Has the acceptance of infected people improved in your view?

Dr. Ulrich Heide
Dr. Ulrich Heide, head of the German AIDS FoundationImage: Barbara Frommann

Yes, especially now given that AIDS is seen as a treatable disease, even though there is still no cure. Roughly 90,000 HIV-infected people now live in Germany – three times as many as in the 80s and 90s. The difference is that, as treatment has become available, they can live longer with the condition. As long as testing is done and the infection is diagnosed at an early stage, people have a good chance of living symptom-free for a long time.

What about public acceptance?

What killed those who were infected after the disease was first discovered wasn't really the disease as such, but opportunistic infections that resulted from the impairment of the immune system. In the 80s, most patients died from the Kaposi sarcoma, a cancer of the skin, which caused dark spots and led to the stigmatization of those infected. Thanks to successful therapies, that has changed quite a bit and the disease has become less visible to the public. At the same time, we are now aware that everyday social contact with infected people is not increasing risk of infection.

Thomas Neuwirth, the given name of the character Conchita Wurst, recently revealed that he has been infected for years, but that, nevertheless, he remains in good health. How would you assess the conditions of those living with the infection?
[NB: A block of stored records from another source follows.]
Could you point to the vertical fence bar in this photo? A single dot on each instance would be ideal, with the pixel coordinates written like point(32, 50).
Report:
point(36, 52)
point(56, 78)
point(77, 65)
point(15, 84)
Medications used in the mid-90s to treat the infection certainly had more severe side effects than those that are available now. But of course, we can only know the short-term experience – those from around five or ten years. That makes it hard to say what possible side effects will arise 40 years down the road. Some experts claim they can guarantee an almost normal life expectancy. I hope this will turn out to be true. But as we still don't have long-term implimentation of these drugs, I have some doubts.

Eurovision Song Contest 2014 Conchita Wurst holds the crystal microphone award
2014 Eurovision award winner Conchita WurstImage: Reuters

Are we already aware of some of the side effects in those medications currently in use?

People who have been treated for a long time tend to be affected by the classical symptoms of aging, including cardiovascular disease and osteoporosis, at a much earlier time than those people who have not been infected by HIV. It looks as though the virus itself, as well as the medicines used pose a challenge to the body.

Neuwirth wrote on Instagram that he was permanently below the detectable limits of the virus, and was therefore not able to infect other people.

We're now talking about a treatable chronic disease. As long as the virus in the blood of infected people is kept below the detection limit via the use of drugs, it's almost impossible for them to pass on the virus. But as there's never an abolute certainty in medicine, I wouldn't say that infection can be ruled out 100%. If a pregnant woman were to receive a combined therapy at an early stage that keeps the virus below the detection limit, it's highly unlikely that she will pass on the virus to her unborn child.

Given the progress made in treatment, do you see a danger in people becoming less careful about prevention?

One cannot deny the success of the therapies. But experts see a dangerous pitfall in prevention strategies with two sides to the same coin: they don't work in the long-term if fear is brought into play but careful behavior is not exactly being promoted if people are not made afraid of being infected. And some infected people do have problems with the drugs on a physical and psychological level. To put it very clearly: not being infected is still certainly a much better option than being treated.